Collect your Apache Spark applications logs and metrics using Azure Storage account

Artikkeli
06/14/2023

The Synapse Apache Spark diagnostic emitter extension is a library that enables the Apache Spark application to emit the logs, event logs, and metrics to one or more destinations, including Azure Log Analytics, Azure Storage, and Azure Event Hubs.

In this tutorial, you learn how to use the Synapse Apache Spark diagnostic emitter extension to emit Apache Spark applications’ logs, event logs, and metrics to your Azure storage account.

Collect logs and metrics to storage account

Step 1: Create a storage account

To collect diagnostic logs and metrics to storage account, you can use existing Azure Storage accounts. Or if you don't have one, you can create an Azure blob storage account or create a storage account to use with Azure Data Lake Storage Gen2.

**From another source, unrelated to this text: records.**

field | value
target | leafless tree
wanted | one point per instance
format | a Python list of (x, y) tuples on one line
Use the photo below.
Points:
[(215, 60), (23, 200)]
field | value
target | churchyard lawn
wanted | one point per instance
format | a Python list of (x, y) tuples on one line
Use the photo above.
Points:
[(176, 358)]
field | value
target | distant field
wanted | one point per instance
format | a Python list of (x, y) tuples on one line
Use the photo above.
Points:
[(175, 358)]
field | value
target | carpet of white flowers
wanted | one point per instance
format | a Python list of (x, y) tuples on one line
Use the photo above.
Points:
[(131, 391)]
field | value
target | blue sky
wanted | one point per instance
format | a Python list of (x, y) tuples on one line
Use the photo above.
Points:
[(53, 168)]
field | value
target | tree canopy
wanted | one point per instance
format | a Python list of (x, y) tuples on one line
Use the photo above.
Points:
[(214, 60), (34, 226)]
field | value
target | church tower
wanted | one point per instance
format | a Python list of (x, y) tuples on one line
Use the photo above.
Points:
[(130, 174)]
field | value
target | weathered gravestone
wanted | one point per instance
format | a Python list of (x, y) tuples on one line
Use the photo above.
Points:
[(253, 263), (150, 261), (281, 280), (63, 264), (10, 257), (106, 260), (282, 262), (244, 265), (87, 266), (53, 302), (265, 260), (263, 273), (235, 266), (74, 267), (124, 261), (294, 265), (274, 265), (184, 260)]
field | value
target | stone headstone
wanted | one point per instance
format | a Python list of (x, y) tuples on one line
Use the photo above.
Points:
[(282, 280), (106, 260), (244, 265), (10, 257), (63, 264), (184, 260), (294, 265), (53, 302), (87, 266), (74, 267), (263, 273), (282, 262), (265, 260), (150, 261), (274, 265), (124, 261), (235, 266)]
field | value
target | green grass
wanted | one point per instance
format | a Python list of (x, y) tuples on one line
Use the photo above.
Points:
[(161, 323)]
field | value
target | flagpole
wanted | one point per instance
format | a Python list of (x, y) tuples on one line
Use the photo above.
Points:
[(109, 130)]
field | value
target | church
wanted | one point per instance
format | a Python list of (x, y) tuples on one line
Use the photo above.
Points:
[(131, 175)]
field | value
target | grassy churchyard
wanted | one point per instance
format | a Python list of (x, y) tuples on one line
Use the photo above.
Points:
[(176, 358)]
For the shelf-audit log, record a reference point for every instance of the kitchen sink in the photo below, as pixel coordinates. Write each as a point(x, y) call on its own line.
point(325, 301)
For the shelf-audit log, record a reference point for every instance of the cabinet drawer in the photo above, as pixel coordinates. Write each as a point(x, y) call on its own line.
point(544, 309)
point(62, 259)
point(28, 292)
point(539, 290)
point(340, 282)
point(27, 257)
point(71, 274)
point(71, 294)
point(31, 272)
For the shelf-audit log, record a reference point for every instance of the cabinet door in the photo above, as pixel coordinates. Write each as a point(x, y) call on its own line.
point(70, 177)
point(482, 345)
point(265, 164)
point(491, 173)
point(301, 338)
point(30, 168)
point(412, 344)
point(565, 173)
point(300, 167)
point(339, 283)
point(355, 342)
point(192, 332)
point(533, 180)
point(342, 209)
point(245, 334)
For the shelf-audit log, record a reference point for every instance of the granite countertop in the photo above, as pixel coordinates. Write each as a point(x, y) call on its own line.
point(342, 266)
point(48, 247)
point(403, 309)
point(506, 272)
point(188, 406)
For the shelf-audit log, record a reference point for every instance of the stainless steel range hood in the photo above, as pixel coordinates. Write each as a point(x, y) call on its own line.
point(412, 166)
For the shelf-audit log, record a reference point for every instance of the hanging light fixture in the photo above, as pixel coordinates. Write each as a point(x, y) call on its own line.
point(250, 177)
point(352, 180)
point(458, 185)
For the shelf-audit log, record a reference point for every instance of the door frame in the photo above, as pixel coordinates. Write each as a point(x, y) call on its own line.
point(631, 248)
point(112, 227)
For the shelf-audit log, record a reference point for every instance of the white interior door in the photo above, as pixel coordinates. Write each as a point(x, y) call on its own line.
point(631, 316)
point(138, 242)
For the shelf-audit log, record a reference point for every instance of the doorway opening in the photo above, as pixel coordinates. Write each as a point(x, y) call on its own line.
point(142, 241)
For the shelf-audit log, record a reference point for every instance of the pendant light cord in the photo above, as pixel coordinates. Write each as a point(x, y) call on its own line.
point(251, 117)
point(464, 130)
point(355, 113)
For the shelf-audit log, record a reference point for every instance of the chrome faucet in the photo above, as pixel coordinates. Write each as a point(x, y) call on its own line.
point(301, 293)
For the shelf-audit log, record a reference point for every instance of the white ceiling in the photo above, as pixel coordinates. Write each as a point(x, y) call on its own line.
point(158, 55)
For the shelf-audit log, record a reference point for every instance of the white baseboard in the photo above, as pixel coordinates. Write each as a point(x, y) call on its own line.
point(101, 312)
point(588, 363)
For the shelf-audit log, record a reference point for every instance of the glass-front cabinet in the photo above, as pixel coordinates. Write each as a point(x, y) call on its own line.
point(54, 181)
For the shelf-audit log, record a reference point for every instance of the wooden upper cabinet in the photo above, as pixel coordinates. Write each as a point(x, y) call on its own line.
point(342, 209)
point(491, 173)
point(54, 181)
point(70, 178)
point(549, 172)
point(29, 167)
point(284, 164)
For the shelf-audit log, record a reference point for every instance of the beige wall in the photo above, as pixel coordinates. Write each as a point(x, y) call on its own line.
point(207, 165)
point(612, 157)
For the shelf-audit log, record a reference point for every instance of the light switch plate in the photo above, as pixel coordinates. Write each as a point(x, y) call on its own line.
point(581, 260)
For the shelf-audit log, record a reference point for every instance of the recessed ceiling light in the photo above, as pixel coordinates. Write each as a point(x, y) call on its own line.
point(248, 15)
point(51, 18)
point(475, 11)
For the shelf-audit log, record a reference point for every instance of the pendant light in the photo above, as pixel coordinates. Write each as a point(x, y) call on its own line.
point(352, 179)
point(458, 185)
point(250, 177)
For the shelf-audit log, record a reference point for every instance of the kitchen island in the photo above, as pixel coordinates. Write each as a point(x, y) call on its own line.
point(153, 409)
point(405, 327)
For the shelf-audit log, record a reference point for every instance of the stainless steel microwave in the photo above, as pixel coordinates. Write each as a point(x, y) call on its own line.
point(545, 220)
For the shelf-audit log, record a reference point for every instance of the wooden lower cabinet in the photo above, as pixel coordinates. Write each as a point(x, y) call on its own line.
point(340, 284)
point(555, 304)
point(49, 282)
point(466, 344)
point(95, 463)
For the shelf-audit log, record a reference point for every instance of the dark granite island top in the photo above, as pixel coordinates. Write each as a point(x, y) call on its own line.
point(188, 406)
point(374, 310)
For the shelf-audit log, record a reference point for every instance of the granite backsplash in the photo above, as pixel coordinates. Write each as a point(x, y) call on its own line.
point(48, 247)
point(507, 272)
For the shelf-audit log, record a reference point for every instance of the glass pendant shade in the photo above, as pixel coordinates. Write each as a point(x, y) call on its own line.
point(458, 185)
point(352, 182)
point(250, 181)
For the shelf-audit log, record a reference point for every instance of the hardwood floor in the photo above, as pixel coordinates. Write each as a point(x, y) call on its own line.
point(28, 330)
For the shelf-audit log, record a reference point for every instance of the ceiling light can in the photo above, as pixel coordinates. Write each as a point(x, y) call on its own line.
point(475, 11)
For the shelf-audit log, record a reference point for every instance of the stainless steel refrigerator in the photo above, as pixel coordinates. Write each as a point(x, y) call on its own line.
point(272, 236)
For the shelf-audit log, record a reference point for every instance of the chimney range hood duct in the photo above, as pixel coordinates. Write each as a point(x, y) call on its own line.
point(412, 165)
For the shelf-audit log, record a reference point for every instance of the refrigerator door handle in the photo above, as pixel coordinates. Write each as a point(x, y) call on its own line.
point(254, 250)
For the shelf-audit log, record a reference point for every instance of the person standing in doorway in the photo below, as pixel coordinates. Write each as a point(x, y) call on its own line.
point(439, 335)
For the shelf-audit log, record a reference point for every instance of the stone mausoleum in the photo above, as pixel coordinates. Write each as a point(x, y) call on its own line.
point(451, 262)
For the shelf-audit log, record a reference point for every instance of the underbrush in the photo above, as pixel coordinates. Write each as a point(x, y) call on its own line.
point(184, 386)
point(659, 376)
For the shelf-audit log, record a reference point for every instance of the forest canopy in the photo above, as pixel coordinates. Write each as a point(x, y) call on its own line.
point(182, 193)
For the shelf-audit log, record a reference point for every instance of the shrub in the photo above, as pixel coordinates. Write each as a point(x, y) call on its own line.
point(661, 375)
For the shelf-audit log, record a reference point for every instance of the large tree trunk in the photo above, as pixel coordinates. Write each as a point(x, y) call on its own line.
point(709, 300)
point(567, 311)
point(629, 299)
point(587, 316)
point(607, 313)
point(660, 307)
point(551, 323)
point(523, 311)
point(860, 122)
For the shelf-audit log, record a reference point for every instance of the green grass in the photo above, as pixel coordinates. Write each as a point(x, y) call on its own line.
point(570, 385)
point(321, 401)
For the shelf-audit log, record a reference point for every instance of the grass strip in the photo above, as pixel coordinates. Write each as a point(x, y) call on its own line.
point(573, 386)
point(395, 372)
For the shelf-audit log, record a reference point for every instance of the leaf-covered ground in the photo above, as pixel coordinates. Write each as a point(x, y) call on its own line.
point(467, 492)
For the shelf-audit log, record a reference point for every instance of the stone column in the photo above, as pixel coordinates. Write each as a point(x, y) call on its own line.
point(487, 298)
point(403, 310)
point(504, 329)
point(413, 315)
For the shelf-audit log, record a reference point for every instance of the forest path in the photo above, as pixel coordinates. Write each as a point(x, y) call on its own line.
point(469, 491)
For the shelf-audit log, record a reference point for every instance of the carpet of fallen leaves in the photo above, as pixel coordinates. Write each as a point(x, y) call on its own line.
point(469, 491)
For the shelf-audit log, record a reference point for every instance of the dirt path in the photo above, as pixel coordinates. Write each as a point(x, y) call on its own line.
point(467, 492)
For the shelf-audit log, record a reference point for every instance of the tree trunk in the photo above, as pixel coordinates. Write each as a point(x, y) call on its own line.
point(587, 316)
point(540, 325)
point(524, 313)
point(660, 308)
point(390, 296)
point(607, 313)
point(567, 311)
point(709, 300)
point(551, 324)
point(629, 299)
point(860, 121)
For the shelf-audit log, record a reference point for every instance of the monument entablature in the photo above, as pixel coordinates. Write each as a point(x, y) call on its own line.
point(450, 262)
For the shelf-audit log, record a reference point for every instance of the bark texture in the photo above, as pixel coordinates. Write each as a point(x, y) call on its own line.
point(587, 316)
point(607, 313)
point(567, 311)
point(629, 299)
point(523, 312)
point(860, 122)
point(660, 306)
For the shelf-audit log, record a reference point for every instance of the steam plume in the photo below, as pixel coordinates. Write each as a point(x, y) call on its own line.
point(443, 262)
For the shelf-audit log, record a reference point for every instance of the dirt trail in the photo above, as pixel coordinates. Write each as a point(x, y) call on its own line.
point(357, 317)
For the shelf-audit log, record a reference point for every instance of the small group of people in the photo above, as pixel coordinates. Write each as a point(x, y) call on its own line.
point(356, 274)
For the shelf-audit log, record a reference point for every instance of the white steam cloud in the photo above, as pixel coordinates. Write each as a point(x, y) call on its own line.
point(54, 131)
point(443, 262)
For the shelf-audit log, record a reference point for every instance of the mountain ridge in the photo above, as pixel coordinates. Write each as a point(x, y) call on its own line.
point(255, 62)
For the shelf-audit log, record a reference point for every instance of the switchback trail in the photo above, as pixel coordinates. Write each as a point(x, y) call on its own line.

Step 2: Create an Apache Spark configuration file

Create a diagnostic-emitter-azure-storage-conf.txt and copy following contents to the file. Or download a sample template file for Apache Spark pool configuration.

spark.synapse.diagnostic.emitters MyDestination1
spark.synapse.diagnostic.emitter.MyDestination1.type AzureStorage
spark.synapse.diagnostic.emitter.MyDestination1.categories Log,EventLog,Metrics
spark.synapse.diagnostic.emitter.MyDestination1.uri https://<my-blob-storage>.blob.core.windows.net/<container-name>/<folder-name>
spark.synapse.diagnostic.emitter.MyDestination1.auth AccessKey
spark.synapse.diagnostic.emitter.MyDestination1.secret <storage-access-key>

Fill in the following parameters in the configuration file: <my-blob-storage>, <container-name>, <folder-name>, <storage-access-key>. For more description of the parameters, you can refer to Azure Storage configurations

Step 3: Upload the Apache Spark configuration file to Synapse Studio and use it in the Spark pool

Open the Apache Spark configurations page (Manage -> Apache Spark configurations).
Click on Import button to upload the Apache Spark configuration file to Synapse Studio.
Navigate to your Apache Spark pool in Synapse Studio (Manage -> Apache Spark pools).
Click the "..." button on the right of your Apache Spark pool and select Apache Spark configuration.
You can select the configuration file you just uploaded in the drop-down menu.
Click Apply after selecting configuration file.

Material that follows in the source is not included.